Opened 7 months ago

Closed 5 months ago

#25055 closed defect (implemented)

string_is_valid_hostname() returns true for IPv4 addresses

Reported by: teor Owned by:
Priority: Medium Milestone: Tor: 0.3.3.x-final
Component: Core Tor/Tor Version: Tor: 0.3.2.1-alpha
Severity: Normal Keywords: IPv6, IPv4, tor-dns, 032-backport, 033-must, review-group-34, 033-triage-20180320, 033-included-20180320
Cc: Actual Points:
Parent ID: #25036 Points: 1
Reviewer: mikeperry Sponsor:

Description

If it is meant to return true for all IP addresses, it should return true for IPv6 as well.
If it's meant to return true just for hostnames, it should reject IPv4 addresses.

a valid host name can never have the dotted-decimal form #.#.#.#, since at least the highest-level component label will be alphabetic

https://tools.ietf.org/html/rfc1123#page-13

Then we should check every use of this function, to make sure it is being used the right way.

Child Tickets

Change History (33)

comment:1 Changed 7 months ago by arma

It is meant to return true for everything that exits will let you (try to) connect to.

Maybe that means changing the word "hostname" to a word that doesn't make some people think it can't be an IP address.

It also sounds like allowing ipv6 addresses is the right thing to do.

comment:2 in reply to:  1 Changed 7 months ago by arma

Replying to arma:

Maybe that means changing the word "hostname" to a word that doesn't make some people think it can't be an IP address.

string_is_valid_destination_name()?

comment:3 in reply to:  1 Changed 7 months ago by dgoulet

Replying to arma:

It is meant to return true for everything that exits will let you (try to) connect to.

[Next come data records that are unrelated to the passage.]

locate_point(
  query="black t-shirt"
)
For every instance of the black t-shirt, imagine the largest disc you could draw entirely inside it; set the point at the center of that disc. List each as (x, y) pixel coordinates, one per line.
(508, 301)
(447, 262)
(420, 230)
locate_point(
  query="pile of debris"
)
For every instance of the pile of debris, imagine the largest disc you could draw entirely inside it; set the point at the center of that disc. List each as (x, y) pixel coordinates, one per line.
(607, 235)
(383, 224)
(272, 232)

Maybe that means changing the word "hostname" to a word that doesn't make some people think it can't be an IP address.

Hmmm the way I understand it on how it is used in the code, it can *not* take an IP address. It has to be a DNS name. Also, every unit tests for this function is testing for a name, never an address.

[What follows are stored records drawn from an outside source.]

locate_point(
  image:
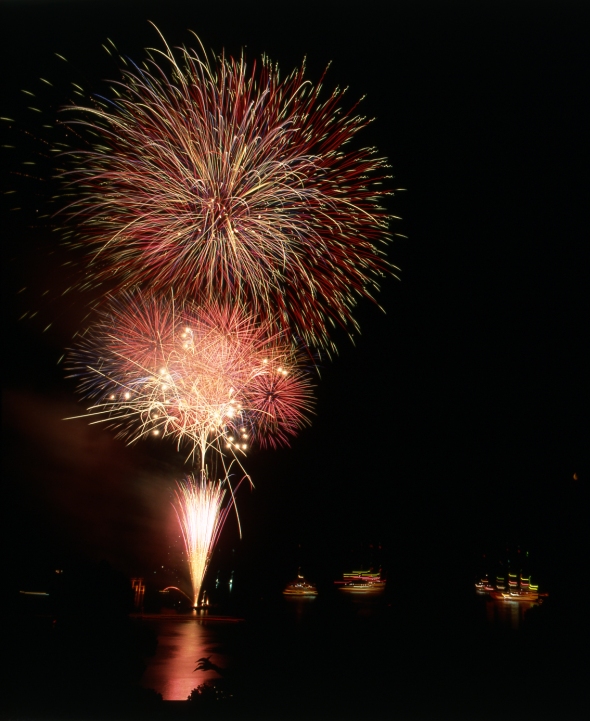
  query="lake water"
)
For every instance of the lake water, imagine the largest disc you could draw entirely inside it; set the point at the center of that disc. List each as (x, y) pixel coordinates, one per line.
(298, 642)
(182, 641)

It also sounds like allowing ipv6 addresses is the right thing to do.

So this function is doing what it should imo except returning true for an IPv4. One simple test would be to pass the value through inet_pton and if it returns -1, we know we do *not* have an IP address?

We have specific functions to check for an IPv4/IPv6, we should use those.

So maybe what we need is new function that does what arma proposes that is anything valid that you can connect to (DNS name + IP) ?

Last edited 7 months ago by dgoulet (previous) (diff)

comment:5 Changed 6 months ago by teor

Status: needs_reviewneeds_revision

Please update the function comment for string_is_valid_hostname(), to say that it only accepts hostnames that end in an alphabetical TLD.
Comment the two blocks within the inner loop, and explain why they're different.

Add unit tests for alphabetical and non-alphabetical TLDs.
Add a unit test containing a punycode TLD, and modify the function to accept it, and modify the function comment. (Hint: the TLD can contain dashes.)

Explain why it's ok to use ctype.h, because the previous code didn't.
Do we use it elsewhere in Tor?
Is it available and consistent on all supported platforms?
Is this code called when parsing votes or creating the consensus?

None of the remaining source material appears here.